Dari Amirul Mu’minin, Abi Hafs Umar bin Al Khottob radhiyallahu’anhu, dia berkata: Saya mendengar Rasulullah Shallallahu’alaihi wasallam bersabda : Sesungguhnya setiap perbuatan tergantung niatnya. Dan sesungguhnya setiap orang (akan dibalas) berdasarkan apa yang dia niatkan. Siapa yang hijrahnya karena (ingin mendapatkan keridhaan) Allah dan Rasul-Nya, maka hijrahnya kepada (keridhaan) Allah dan Rasul-Nya. Dan siapa yang hijrahnya karena dunia yang dikehendakinya atau karena wanita yang ingin dinikahinya maka hijrahnya (akan bernilai sebagaimana) yang dia niatkan.
(Riwayat dua imam hadits, Abu Abdullah Muhammad bin Isma’il bin Ibrahim bin Al Mughirah bin Bardizbah Al Bukhori dan Abu Al Husain, Muslim bin Al Hajjaj bin Muslim Al Qusyairi An Naishaburi dan kedua kitab Shahihnya yang merupakan kitab yang paling shahih yang pernah dikarang)
Tulisan ini akan saya mulai dengan kisah dua orang teman saya. Sebut saja yang satu si Fulan dan satunya lagi Fulanah (karena memang kedua orang ini berlawanan jenis kelamin). Alkisah, dalam satu periode yang cukup singkat, jatuh cintalah si Fulan pada Fulanah yang aktivis dan shalihah ini. Memang begitu adanya. Fulanah adalah aktivis semasa sekolahnya dulu, seorang yang tidak hanya memegang satu amanah, tapi dua tiga atau lebih amanah dalam satu periode. Yang membuatnya tambah memikat adalah wajahnya yang terkenal cantik dan pribadinya yang supel serta rendah hati. Mudah sekali untuk bisa dekat dengan Fulanah. Fulanah juga memiliki hafalan Quran yang tidak sedikit hingga gelar ‘penghafal terbaik’ disabetnya saat wisuda sekolahnya.
Begitulah, pada akhirnya si Fulan jatuh hati. Terpikat pada setiap pesona Fulanah yang tidak biasa, yang sudah sangat langka ditemui di tengah-tengah populasi manusia, terutama wanita, yang semakin terdegradasi moralnya. Tapi, apa daya, keduanya baru saja lulus dari Sekolah Menengah Atas ketika si Fulan menyadari perasaannya. Ia tahu, tidak ada kata pacaran dalam kamus si Fulanah, pun itu juga prinsip yang diajarkan keluarga dan sekolahnya padanya.
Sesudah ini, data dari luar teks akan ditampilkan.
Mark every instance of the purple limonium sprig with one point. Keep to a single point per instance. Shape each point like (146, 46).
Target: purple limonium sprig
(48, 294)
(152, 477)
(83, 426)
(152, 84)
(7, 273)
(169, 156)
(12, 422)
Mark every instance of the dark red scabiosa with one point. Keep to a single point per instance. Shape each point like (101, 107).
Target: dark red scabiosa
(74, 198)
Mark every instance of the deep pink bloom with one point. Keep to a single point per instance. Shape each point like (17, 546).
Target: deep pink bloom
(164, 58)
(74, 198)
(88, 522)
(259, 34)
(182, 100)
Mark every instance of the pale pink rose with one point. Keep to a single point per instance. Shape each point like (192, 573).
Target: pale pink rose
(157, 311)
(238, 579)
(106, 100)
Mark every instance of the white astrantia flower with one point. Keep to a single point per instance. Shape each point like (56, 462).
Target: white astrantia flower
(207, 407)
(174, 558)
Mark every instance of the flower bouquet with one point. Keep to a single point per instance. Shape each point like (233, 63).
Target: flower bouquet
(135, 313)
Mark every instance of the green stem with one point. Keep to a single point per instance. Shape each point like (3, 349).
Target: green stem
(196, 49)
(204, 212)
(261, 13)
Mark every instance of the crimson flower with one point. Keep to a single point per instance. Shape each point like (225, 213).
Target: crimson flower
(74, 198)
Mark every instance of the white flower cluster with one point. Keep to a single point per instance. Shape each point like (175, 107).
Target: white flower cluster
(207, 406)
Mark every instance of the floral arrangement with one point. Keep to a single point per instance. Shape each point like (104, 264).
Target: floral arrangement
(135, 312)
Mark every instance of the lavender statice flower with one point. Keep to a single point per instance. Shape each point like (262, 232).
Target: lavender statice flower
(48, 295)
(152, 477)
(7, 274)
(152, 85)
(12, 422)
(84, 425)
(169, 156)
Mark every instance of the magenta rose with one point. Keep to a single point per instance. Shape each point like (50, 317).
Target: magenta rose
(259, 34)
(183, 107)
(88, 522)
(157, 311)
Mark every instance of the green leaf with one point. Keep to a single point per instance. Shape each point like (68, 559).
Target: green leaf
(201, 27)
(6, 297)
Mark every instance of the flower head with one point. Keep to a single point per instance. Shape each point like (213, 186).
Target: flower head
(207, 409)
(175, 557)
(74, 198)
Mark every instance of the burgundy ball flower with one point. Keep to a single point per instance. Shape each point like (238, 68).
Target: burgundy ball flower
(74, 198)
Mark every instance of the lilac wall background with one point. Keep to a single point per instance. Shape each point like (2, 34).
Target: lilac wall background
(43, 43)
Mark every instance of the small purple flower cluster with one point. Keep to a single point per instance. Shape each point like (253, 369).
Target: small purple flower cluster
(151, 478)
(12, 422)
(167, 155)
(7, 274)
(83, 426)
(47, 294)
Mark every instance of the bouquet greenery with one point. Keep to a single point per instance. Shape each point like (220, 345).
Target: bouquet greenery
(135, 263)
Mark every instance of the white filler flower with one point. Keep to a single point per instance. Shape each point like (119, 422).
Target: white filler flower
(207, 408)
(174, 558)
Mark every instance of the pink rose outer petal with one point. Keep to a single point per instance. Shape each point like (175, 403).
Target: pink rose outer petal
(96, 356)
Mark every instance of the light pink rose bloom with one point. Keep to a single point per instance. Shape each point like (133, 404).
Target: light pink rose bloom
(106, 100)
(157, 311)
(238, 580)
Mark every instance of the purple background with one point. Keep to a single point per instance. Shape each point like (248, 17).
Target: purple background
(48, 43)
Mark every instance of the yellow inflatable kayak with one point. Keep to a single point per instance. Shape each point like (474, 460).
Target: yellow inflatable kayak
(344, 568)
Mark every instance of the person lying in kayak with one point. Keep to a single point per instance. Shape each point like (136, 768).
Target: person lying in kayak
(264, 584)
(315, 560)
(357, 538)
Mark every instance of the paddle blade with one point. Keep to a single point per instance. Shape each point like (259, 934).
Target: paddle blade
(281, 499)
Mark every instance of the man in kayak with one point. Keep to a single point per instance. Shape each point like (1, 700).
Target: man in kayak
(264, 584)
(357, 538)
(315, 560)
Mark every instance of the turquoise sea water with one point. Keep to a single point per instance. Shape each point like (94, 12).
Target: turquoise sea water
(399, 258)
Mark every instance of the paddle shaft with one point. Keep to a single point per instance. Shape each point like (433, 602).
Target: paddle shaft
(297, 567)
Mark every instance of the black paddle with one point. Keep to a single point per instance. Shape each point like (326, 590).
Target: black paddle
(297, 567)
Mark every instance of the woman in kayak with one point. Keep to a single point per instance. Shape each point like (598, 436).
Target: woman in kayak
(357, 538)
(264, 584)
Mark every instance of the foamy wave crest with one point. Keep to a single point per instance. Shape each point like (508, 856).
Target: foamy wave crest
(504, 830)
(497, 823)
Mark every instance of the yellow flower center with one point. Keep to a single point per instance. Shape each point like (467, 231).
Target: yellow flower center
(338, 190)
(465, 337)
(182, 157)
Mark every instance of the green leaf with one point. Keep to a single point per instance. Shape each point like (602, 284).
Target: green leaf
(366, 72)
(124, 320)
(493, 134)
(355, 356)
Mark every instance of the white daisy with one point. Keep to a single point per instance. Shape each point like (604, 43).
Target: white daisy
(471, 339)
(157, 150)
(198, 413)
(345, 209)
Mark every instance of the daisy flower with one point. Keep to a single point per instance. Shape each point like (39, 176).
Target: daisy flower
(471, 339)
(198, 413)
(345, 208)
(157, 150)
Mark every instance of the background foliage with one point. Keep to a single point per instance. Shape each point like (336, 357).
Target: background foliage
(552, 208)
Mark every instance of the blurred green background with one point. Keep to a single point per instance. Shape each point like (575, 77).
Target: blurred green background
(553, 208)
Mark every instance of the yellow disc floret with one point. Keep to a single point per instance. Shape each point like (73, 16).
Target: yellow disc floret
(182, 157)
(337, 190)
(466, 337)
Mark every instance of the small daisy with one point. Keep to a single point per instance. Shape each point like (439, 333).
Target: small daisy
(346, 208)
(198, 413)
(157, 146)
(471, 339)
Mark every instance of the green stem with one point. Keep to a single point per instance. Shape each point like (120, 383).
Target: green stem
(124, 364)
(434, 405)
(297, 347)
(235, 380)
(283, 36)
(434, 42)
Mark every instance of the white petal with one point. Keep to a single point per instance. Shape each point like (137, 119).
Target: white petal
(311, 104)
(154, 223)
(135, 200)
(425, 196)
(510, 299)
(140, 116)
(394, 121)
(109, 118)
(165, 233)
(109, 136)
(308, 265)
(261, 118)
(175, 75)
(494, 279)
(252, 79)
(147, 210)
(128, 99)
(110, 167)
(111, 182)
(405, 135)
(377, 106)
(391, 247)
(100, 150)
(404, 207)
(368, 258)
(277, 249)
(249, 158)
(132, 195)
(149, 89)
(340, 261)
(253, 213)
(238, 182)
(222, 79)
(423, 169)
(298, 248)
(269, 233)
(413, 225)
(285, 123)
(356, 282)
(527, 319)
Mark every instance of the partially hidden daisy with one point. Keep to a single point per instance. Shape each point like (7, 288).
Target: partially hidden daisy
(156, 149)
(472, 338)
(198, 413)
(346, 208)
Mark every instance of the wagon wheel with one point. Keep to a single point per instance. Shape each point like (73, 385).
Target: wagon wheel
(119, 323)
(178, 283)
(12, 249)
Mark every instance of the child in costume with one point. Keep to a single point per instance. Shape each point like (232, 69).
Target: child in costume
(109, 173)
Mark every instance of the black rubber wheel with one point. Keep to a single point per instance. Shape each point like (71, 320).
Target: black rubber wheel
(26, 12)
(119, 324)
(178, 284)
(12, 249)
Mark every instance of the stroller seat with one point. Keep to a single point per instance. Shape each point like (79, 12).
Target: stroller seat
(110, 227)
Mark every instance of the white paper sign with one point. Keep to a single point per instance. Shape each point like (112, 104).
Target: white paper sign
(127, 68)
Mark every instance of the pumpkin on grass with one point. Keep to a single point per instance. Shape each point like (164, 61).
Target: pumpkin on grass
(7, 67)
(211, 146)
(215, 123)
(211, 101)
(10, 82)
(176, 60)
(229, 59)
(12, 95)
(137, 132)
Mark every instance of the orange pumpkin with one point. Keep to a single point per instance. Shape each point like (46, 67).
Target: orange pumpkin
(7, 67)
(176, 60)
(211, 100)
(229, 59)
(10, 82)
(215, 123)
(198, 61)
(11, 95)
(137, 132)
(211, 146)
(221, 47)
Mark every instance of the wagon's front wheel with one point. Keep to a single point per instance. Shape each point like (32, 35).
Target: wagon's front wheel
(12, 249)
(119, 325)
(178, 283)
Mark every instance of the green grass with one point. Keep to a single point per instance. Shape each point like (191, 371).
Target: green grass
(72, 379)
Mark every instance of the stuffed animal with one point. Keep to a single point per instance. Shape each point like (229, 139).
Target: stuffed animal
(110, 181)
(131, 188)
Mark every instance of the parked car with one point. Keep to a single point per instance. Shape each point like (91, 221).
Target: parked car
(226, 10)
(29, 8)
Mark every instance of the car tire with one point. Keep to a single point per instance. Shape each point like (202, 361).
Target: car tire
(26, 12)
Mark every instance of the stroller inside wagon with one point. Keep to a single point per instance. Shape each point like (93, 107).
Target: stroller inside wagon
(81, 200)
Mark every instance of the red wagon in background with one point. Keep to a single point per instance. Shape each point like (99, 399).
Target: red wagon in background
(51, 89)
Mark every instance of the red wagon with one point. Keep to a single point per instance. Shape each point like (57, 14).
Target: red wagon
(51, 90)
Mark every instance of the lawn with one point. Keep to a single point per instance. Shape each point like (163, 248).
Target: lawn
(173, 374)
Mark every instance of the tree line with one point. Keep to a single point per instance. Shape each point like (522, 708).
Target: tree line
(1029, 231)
Maka, yang tersisa hanya kata menikah. Cinta itu cukup adanya tersimpan dalam hati dan dirinya. Ia bahkan mau –dan mungkin mampu berbuat apapun untuk si Fulanah. Tapi ia juga tahu tidak akan ada yang merestui dari kedua pihak keluarga untuk pernikahan yang terlalu terburu-buru, terlebih lagi Fulan bukanlah anak pertama, ia masih memiliki kakak yang juga belum menikah. Maka, atas asas cinta yang tak pernah terucap, ia mempersiapkan diri untuk menjemput Fulanah suatu ketika nanti. Untuk mengejar apa-apa yang pernah diraih oleh Fulanah, si Fulan berusaha pula mendapatkannya. Mulai dari berorganisasi, yang kini ia lebih aktif. Nyantri sebagai santri kalong di salah satu pondok tahfidz di sekitar kampusnya demi menyamai hafalan yang dimiliki oleh Fulanah. Ia mau –dan mungkin mampu berbuat apapun untuk mensejajari langkah Fulanah.
Dua semester kuliah hampir terlewati dengan kondisi Fulan yang prima, merasa berada di puncak semangatnya, hingga kabar itu datang. Kabar yang disampaikan langsung oleh Fulanah ketika keduanya berkesempatan untuk bertemu. Ada seorang lelaki mapan datang melamarnya, memintanya untuk mendampinginya hingga akhir hayatnya. Dan besar kemungkinan Fulanah akan menerima lamaran tersebut. Maka, terhitung sejak hari itu hingga berhari-hari ke depannya, semangat si Fulan untuk mengaji Quran perlahan-lahan luntur. Organisasi pun satu per satu ia tinggalkan. Ia menghilang dari peredaran kampus. Warnet menjadi markas besarnya, satu-satunya tempat yang menurutnya mampu membantunya melupakan realita, bahwa orang yang dicintainya sebentar lagi akan menjadi istri orang.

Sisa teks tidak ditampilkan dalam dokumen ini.